A sociedade fast-food é insuportável

Ao iniciar meu estágio no Centro de Atenção Psicossocial – CAPS II, conheci um usuário chamado, aqui, de José, que me contou a respeito de sua demissão. O mesmo havia conseguido um emprego na política. Nas idas e vindas de seu trabalho, o usuário acabou por contar para algum de seus superiores, que ele era usuário do CAPS e, com este fato, passados alguns dias, esta pessoa recebeu sua demissão.
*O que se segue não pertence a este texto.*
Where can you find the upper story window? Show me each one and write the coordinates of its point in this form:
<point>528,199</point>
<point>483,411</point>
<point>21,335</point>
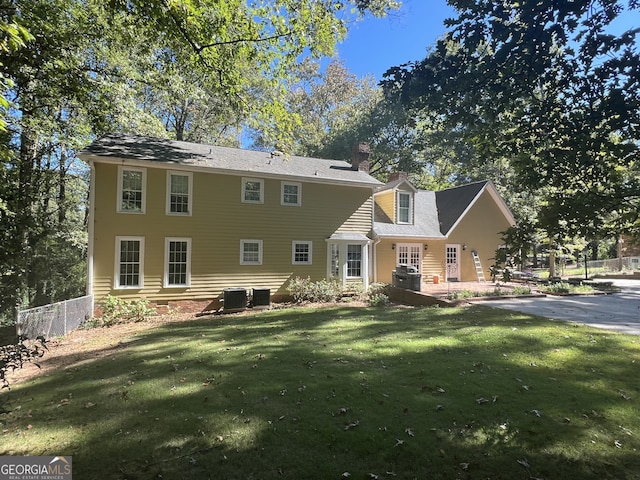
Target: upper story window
<point>177,262</point>
<point>301,252</point>
<point>132,189</point>
<point>179,196</point>
<point>404,208</point>
<point>291,193</point>
<point>129,262</point>
<point>354,260</point>
<point>252,190</point>
<point>250,252</point>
Diante disso, questiona-se o que fazer frente a uma situação como esta, onde alguns querem e precisam tanto de uma oportunidade como a citada acima, para assim, de algum modo aprender a lidar com seus problemas e ganhar seu próprio dinheiro, mas são marcadas pelo estigma da intolerância que carrega o sofrimento mental. Na atualidade prega-se tanto a respeito da inclusão social, do respeito ao próximo, da ajuda mútua, mas são nessas horas que se vê o tanto que falar é fácil e difícil é por em prática o que se fala.
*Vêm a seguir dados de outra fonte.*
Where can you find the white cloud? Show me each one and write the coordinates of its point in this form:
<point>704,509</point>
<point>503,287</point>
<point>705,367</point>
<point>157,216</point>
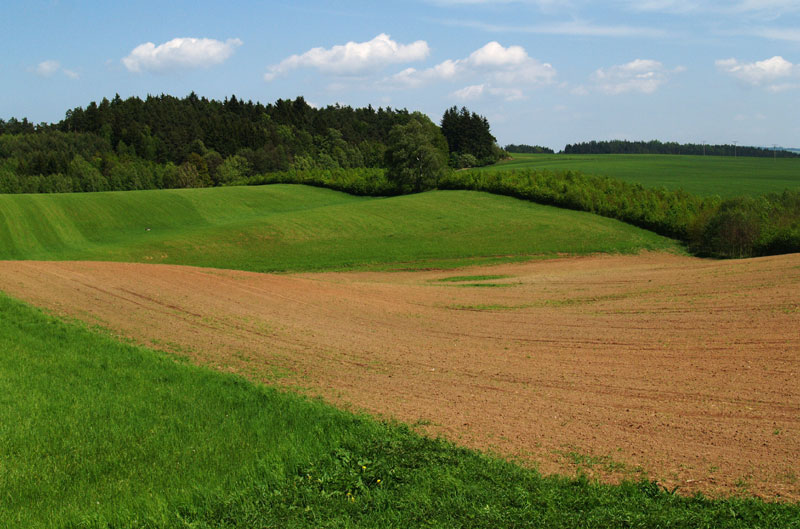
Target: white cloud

O mercado de trabalho tem se tornado algo cada dia mais seletivo e exigente; busca pessoas quase perfeitas, que não podem ter o direito de ficar doentes, de ter uma família, de usufruir de férias, ou até mesmo de aprender algo a mais e subir de cargo. O crescimento profissional e social demanda anos para ser conquistado e tem sido contingente ao desenvolvimento do stress, de palavras e movimentos repetitivos fora do ambiente de trabalho e de sofrimento mental.
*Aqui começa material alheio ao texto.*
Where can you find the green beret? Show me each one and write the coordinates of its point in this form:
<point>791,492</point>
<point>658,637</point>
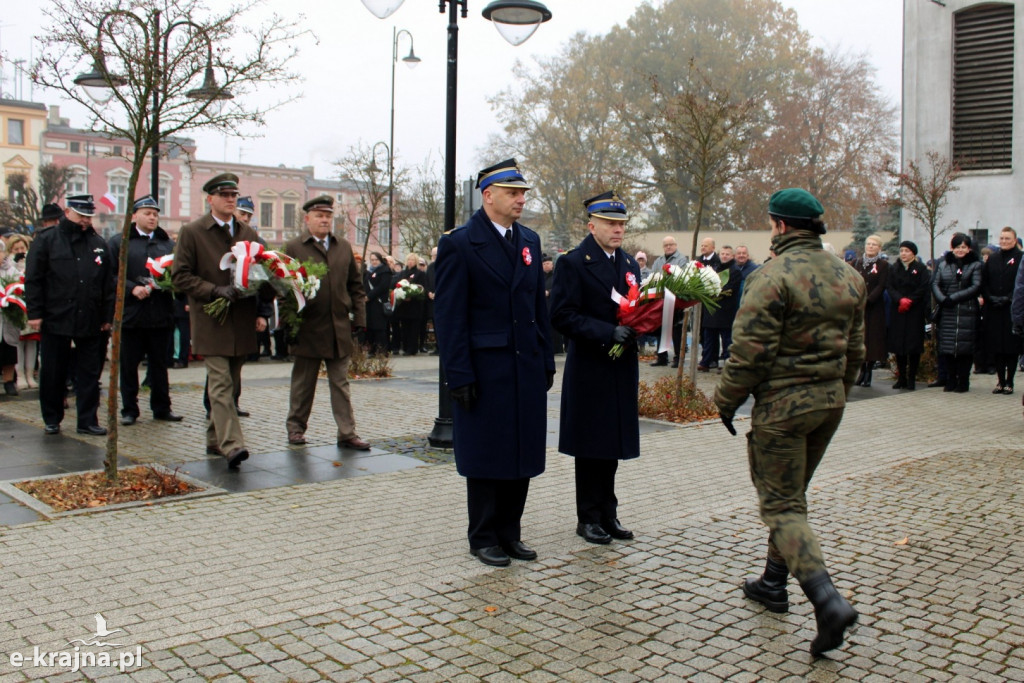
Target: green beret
<point>218,182</point>
<point>322,203</point>
<point>795,203</point>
O medo e o preconceito ainda são vigentes na sociedade, principalmente em relação às pessoas que usam um serviço de saúde mental. Este fato é algo complexo para se discutir, é preciso haver mudança em relação a esse estigma, o da “loucura”. Desse modo existe a possibilidade de se utilizar das muitas práticas e medidas existentes, tais como promover a reinserção das pessoas que vivenciam experiências de crise, ou seja, de rompimento drástico com a cadeia relacional e simbólica. Para isso acontecer é necessário um conjunto de ações do Estado, legislativas, culturais e comunitárias.

Autores da Reforma Psiquiátrica discutem acerca da prática da Atenção Psicossocial a qual se dá, necessariamente, em contato com o território no qual moram as pessoas que trabalham, gestam e usam dos serviços de saúde pública. O território, para além das linhas geográficas, é composto por relações pessoais, relações comerciais, relações de preconceito, de aceitação, de solidariedade, de crueldade; enfim, o território é feito por pessoas e suas relações, muitas dessas relações mediadas por instituições. (Costa-Rosa, 2000). Para se tentar atingir a comunidade é necessário ir além da instrução e da orientação para as pessoas que convivem com o sofrimento mental. Deve-se trabalhar com concepções coletivas, com necessidades coletivas, com recursos coletivos. O coletivo é um importante meio e uma importante forma de trabalho da Atenção Psicossocial. Mas, o que é o coletivo?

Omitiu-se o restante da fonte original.